The idea of using thigh meat in chicken salad is relatively unheard of – a sacrilege even. It’s a vehicle for white meat only, after all. I offer no apologies, however, when using the most flavorful part of the bird to make my Pan-Seared Peach and Chicken Salad. A seasonal fling of summer fruits – the crisp, mild sweetness of English cucumber and the fresh ripened bloom of yellow peaches seared in extra virgin – together with poached-tender dark meat chicken all slathered flagrantly in a cool, creamy, citrusy cilantro and garlic dressing can only be described in two words: New Classic.

PREP/COOK TIME: 35 Minutes
Makes 2 – 3 Servings

INGREDIENTS

1 ½ Lb – Boneless, Skinless Chicken Thighs

3 Tsp – Kosher Salt

2 Qt – Cold Water

2 Tb – Sour Cream, or Plain Yogurt

½ Cup – Mayonnaise

1 Tsp – Dijon Mustard

1 Tb – Finely Grated Garlic

1/3 Cup – Chopped, Fresh Cilantro

1 Tsp – Fresh Lime Juice

1 Whole English Cucumber

3 Scallions, Finely Chopped, Stems and Leaves

3 Small Peaches, Pitted and Quartered

1 Tb – Extra Virgin Olive Oil

THE NITTY GRITTY

In a medium saucepan, add chicken thighs and 2 Tsp salt; add water. Cover and bring to a simmer at medium heat; cook for 15 minutes. Using tongs, transfer chicken to ice bath to cool for 5 – 10 minutes. Once cooled, set chicken thighs on a tray lined with paper towels to absorb watery excess. And save that poaching liquid!! It’s a great base for broths, soups and gravies.

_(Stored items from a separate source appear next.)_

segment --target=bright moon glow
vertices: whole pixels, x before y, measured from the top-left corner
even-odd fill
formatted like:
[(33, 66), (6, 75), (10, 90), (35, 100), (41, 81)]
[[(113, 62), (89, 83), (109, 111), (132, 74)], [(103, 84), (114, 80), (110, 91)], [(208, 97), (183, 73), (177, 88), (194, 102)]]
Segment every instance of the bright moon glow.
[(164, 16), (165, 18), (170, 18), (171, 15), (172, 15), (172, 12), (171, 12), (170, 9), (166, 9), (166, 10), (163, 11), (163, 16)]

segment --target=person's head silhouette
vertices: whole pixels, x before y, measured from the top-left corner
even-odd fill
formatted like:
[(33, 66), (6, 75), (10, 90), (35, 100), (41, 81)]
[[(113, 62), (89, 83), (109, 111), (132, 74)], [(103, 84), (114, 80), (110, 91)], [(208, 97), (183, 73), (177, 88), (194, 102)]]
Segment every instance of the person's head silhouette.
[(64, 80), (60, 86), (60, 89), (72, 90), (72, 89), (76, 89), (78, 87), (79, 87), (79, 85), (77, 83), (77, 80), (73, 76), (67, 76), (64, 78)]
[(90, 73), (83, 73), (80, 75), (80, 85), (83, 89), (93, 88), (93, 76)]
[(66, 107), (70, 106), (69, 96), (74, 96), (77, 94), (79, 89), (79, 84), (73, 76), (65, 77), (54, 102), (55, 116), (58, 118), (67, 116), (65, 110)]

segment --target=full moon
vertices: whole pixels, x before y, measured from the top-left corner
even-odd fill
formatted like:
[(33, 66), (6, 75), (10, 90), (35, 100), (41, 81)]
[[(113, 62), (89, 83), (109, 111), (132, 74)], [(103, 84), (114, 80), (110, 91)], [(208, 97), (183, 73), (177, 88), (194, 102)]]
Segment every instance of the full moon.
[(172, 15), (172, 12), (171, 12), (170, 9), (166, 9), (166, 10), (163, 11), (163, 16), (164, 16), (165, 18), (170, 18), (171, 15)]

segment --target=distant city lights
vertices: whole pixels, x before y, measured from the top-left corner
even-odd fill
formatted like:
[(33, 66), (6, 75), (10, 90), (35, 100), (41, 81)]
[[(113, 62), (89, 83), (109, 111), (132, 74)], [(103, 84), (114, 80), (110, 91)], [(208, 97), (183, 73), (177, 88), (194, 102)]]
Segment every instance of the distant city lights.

While the chicken is cooking, in a large mixing bowl, add sour cream, mayo, garlic and remaining teaspoon of salt; whisk till blended. Add in cilantro, scallions and lime juice; whisk to combine.

Lop off the smaller ends of cucumber and cut lengthwise. Holding cucumber halves in place, slice ‘rounds’ about 1/8 of an inch; add to bowl.

Roughly dice poached, cooled chicken thighs to bite-size pieces. Add to bowl along with cucumber and dressing; stir to coat. Place in fridge to chill while preparing peaches.

In a large non-stick pan, heat oil at medium high. Arrange peaches cut side down; sear for 1 – 2 minutes, or till peaches easily release from pan to flip over to other cut side. Sear for another 2 minutes. Add seared peaches and any juices released to salad; return to fridge and chill for 30 minutes to 2 hours.

Before serving, give salad one final toss to coat peaches and combine any liquids released from cucumber and peaches.